Role of the fetoplacental endothelium in fetal growth restriction with abnormal umbilical artery Doppler velocimetry

Emily J Su, Emily J Su

Abstract

Growth-restricted fetuses with absent or reversed end-diastolic velocities in the umbilical artery are at substantially increased risk for adverse perinatal and long-term outcome, even in comparison to growth-restricted fetuses with preserved end-diastolic velocities. Translational studies show that this Doppler velocimetry correlates with fetoplacental blood flow, with absent or reversed end-diastolic velocities signifying abnormally elevated resistance within the placental vasculature. The fetoplacental vasculature is unique in that it is not subject to autonomic regulation, unlike other vascular beds. Instead, humoral mediators, many of which are synthesized by local endothelial cells, regulate placental vascular resistance. Existing data demonstrate that in growth-restricted pregnancies complicated by absent or reversed umbilical artery end-diastolic velocities, an imbalance in production of these vasoactive substances occurs, favoring vasoconstriction. Morphologically, placentas from these pregnancies also demonstrate impaired angiogenesis, whereby vessels within the terminal villi are sparsely branched, abnormally thin, and elongated. This structural deviation from normal placental angiogenesis restricts blood flow and further contributes to elevated fetoplacental vascular resistance. Although considerable work has been done in the field of fetoplacental vascular development and function, much remains unknown about the mechanisms underlying impaired development and function of the human fetoplacental vasculature, especially in the context of severe fetal growth restriction with absent or reversed umbilical artery end-diastolic velocities. Fetoplacental endothelial cells are key regulators of angiogenesis and vasomotor tone. A thorough understanding of their role in placental vascular biology carries the significant potential of discovering clinically relevant and innovative approaches to prevention and treatment of fetal growth restriction with compromised umbilical artery end-diastolic velocities.

Keywords: VGEF; VGEF receptor 2; absent end-diastolic velocity; angiogenesis; fetal growth restriction; fetoplacental endothelium; placental circulation; placental growth factor; umbilical artery Doppler.

Conflict of interest statement

Disclosures: The author reports no conflict of interest

Copyright © 2015 Elsevier Inc.
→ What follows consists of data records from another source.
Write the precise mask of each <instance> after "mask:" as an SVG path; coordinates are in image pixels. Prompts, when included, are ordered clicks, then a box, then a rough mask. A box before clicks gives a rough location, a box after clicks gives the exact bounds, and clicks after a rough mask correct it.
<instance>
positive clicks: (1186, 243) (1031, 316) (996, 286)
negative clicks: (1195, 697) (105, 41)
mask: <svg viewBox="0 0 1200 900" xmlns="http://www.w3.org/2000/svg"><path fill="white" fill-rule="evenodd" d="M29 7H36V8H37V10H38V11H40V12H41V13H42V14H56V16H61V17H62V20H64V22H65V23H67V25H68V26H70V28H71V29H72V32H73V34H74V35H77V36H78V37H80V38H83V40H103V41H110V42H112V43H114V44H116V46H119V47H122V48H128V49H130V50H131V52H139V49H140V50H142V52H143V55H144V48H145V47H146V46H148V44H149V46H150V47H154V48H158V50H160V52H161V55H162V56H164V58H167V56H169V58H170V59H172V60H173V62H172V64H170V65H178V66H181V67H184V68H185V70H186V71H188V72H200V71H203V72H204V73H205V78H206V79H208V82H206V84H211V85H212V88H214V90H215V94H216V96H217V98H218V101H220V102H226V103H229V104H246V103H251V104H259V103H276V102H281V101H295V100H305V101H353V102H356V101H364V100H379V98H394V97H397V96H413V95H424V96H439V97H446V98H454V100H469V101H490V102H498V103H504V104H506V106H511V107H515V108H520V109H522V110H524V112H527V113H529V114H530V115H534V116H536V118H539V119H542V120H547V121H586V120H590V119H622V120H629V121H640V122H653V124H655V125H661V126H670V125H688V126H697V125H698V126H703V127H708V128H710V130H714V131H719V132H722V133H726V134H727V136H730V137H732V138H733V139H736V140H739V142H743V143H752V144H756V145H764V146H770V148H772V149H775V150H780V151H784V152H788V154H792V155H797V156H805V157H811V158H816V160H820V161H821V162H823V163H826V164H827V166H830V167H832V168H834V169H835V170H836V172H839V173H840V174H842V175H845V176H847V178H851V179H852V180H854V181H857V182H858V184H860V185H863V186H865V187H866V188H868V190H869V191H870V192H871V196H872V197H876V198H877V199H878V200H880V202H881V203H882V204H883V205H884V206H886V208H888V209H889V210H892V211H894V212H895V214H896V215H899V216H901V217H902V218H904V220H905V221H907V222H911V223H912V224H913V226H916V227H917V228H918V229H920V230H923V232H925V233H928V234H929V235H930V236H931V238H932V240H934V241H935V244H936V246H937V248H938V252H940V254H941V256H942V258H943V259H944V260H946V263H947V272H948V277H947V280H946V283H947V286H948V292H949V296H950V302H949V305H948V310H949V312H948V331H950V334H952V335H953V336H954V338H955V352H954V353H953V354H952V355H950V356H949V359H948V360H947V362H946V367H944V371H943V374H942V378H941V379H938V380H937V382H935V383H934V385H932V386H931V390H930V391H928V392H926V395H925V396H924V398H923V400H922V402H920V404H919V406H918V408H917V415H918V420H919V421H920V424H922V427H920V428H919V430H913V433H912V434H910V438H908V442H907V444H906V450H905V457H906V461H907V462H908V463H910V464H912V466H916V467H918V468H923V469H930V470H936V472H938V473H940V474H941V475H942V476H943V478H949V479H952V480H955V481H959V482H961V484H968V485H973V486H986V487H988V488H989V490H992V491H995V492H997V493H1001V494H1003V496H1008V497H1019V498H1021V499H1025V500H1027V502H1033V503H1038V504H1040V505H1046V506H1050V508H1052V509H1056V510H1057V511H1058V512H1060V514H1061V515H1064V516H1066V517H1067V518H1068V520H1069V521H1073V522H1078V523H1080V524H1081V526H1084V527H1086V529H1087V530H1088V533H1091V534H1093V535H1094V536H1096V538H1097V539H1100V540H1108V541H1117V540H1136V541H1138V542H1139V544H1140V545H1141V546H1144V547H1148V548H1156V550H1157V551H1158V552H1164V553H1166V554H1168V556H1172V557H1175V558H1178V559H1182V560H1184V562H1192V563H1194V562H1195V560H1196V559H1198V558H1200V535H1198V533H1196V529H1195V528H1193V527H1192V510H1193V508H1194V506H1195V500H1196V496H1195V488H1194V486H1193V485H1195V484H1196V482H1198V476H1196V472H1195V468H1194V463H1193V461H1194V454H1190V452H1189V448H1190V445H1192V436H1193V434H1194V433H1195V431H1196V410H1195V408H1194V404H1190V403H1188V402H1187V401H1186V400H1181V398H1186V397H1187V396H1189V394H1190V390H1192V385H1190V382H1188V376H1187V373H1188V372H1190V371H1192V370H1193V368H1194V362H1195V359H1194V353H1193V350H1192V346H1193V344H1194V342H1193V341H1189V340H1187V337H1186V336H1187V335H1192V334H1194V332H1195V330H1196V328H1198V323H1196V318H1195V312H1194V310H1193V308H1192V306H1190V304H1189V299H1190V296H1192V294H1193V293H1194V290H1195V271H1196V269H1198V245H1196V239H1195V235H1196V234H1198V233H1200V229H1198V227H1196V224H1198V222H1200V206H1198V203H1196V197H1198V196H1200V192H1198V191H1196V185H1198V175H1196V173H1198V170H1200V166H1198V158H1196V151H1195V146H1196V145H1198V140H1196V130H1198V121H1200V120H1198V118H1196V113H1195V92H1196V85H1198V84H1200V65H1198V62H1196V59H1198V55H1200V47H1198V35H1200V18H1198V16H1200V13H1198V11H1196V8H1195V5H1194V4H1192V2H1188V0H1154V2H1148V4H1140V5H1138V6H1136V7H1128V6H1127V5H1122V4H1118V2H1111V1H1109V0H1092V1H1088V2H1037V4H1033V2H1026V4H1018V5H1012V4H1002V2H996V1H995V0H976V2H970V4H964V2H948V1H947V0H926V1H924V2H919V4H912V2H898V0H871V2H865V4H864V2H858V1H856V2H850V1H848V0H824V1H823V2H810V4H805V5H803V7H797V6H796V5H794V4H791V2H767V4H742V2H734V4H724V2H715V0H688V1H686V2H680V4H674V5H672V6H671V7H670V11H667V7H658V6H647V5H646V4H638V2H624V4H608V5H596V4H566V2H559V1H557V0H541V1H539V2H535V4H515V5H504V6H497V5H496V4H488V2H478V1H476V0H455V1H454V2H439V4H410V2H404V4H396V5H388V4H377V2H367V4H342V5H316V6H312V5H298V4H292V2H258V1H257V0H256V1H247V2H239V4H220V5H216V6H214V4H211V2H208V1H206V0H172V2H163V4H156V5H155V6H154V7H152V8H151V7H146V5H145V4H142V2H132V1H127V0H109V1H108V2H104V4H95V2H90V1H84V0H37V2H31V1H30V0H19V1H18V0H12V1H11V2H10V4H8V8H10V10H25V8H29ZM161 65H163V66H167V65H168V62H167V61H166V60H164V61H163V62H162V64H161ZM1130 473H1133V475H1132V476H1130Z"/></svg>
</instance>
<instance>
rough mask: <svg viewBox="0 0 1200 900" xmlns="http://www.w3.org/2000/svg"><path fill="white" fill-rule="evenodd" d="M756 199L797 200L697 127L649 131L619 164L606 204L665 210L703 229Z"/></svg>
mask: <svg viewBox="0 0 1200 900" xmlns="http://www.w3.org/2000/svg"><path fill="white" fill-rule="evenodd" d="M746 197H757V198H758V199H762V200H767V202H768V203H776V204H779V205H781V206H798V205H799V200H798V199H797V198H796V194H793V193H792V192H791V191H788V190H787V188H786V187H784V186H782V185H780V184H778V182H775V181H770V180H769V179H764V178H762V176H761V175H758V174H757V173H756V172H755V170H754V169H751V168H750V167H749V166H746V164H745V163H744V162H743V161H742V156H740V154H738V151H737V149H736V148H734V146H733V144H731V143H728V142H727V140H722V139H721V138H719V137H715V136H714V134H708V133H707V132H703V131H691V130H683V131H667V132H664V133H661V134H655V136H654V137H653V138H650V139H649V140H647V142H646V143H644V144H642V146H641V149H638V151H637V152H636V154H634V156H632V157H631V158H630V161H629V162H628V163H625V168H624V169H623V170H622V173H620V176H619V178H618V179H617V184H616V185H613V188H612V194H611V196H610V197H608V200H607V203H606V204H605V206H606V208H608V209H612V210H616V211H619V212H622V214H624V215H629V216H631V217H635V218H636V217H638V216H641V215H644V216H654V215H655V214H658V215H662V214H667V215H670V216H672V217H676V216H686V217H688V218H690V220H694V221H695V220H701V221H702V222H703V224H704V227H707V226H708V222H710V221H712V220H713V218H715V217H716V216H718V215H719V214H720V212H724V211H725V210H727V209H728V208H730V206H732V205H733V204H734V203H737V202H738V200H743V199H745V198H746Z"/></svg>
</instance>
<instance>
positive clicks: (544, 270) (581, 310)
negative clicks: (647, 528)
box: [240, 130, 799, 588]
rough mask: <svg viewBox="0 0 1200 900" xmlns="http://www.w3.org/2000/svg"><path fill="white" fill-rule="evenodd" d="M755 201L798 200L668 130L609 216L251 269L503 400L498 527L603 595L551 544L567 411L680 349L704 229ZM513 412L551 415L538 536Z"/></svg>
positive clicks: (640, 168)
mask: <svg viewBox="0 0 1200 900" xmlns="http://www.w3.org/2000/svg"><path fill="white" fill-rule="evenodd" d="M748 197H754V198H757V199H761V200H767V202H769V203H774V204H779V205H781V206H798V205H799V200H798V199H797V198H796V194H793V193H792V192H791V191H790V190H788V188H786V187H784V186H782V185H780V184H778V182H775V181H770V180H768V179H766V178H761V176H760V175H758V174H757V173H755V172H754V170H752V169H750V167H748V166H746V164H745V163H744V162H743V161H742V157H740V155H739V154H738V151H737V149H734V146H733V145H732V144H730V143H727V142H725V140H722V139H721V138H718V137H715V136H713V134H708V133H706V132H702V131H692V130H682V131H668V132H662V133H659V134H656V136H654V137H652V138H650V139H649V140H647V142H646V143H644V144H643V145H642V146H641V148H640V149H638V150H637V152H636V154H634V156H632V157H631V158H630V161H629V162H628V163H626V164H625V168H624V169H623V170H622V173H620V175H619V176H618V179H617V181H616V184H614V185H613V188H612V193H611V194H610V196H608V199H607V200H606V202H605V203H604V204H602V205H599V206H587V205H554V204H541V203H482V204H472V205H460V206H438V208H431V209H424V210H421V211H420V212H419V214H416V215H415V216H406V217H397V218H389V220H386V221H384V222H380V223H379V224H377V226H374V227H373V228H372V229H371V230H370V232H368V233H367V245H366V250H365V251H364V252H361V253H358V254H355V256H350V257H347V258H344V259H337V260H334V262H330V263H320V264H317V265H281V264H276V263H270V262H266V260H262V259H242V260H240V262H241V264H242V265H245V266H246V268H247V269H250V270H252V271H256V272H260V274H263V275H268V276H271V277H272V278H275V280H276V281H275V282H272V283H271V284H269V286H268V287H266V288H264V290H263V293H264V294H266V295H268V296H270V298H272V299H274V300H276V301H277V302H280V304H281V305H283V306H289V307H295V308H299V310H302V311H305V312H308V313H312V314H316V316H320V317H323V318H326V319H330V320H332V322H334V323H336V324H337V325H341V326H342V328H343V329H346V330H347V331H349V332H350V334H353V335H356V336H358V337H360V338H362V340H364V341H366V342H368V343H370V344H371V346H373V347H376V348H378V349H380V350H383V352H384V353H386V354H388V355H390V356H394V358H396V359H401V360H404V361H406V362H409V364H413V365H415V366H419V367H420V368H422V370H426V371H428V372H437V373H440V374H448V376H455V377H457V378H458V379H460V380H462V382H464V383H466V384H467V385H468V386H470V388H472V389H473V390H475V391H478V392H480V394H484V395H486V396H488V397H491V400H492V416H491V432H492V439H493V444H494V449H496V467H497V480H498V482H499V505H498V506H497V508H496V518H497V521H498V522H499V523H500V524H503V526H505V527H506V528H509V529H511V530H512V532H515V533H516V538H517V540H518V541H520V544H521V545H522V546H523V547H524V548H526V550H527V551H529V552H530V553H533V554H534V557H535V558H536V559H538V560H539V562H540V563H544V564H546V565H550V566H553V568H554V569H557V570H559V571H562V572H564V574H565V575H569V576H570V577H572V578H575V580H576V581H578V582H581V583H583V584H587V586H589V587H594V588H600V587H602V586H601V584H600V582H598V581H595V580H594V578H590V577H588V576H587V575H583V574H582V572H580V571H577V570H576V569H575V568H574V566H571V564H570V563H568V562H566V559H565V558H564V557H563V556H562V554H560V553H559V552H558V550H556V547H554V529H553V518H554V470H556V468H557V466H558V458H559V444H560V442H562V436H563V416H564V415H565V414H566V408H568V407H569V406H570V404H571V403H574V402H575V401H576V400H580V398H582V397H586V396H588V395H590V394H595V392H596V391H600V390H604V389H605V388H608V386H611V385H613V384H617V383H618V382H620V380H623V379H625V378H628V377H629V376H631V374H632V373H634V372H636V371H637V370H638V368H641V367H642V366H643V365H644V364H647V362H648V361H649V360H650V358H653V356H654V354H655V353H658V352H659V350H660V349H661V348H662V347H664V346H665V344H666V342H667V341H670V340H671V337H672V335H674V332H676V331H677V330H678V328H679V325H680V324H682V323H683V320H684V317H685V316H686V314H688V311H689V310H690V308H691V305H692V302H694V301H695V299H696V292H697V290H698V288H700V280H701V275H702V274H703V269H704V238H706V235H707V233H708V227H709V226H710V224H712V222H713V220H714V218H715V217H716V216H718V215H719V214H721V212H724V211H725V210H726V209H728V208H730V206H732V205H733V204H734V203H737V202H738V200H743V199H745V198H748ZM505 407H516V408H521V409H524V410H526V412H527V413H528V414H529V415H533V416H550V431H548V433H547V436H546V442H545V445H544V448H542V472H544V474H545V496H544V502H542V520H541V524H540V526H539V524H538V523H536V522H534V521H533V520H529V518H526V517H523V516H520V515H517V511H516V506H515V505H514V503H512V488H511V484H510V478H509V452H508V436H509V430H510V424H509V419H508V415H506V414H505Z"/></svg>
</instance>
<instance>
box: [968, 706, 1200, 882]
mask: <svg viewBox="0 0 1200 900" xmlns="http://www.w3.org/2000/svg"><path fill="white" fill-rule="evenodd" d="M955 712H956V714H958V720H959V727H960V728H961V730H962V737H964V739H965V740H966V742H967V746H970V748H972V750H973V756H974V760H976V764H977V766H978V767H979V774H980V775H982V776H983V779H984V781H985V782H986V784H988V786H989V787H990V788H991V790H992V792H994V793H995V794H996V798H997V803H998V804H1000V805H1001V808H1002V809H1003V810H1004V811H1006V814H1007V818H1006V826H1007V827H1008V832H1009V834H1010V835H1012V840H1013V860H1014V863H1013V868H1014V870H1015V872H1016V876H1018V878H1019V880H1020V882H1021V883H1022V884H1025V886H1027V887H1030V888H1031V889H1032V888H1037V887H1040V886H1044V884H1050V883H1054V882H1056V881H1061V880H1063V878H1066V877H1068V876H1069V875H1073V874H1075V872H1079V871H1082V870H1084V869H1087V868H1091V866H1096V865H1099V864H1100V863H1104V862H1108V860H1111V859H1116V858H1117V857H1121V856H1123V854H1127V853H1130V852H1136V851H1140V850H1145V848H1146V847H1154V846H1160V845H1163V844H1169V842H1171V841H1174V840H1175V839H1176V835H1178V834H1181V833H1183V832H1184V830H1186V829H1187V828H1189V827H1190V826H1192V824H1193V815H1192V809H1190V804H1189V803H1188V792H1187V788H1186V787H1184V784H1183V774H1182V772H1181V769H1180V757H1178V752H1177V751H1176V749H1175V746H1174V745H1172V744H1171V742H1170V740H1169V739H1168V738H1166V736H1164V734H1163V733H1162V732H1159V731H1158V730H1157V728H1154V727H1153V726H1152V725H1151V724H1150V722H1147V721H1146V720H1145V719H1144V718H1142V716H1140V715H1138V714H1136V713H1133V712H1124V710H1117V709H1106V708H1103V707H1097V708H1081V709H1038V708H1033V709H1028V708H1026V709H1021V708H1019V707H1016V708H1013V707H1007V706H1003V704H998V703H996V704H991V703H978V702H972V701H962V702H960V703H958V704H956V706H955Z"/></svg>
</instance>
All rights reserved.

Figures

Figure 1. Fetoplacental villous development throughout pregnancy
Figure 1. Fetoplacental villous development throughout pregnancy
(I) In post-menstrual (p.m.) weeks 5–6, fetal capillary segments are formed by vasculogenesis within mesenchymal villi (mv). (II) These fuse to form a simple capillary bed in weeks 7–8. (III) Between 9–25 weeks, this capillary bed expands by angiogenesis as mesenchymal villi develop into immature intermediate villi (iiv). (IV) Immature intermediate villi become transformed into stem villi (sv), while peripheral mesenchymal villi are transformed into mature intermediate villi (miv) between weeks 15–32. Concomitantly, centrally located capillaries develop into stem villous vessels, and the peripheral vasculature elongates. (V) In the last half of pregnancy, there is continued angiogenesis as terminal villi (tv) develop, resulting in the villous morphology demonstrated inVb. In placentas from FGR pregnancies with preserved end-diastolic velocities, villi either resemble that illustrated in Vb or Vc, whereas FGR pregnancies complicated by AEDV/REDV have villi similar to that depicted inVa. (Blue: Endothelial tubes; Brown: Vascular smooth muscle cells; Green: Collagen fibers). From: Benirschke K, Burton GJ, Baergen RN. Architecture of normal villous trees. In: Pathology of the human placenta. New York, NY: Springer-Verlag Berlin Heidelberg; 2012: 122. With permission from Dr. Kurt Benirschke, Dr. Graham Burton, and Dr. Rebecca Baergen in addition to Springer Science + Business Media.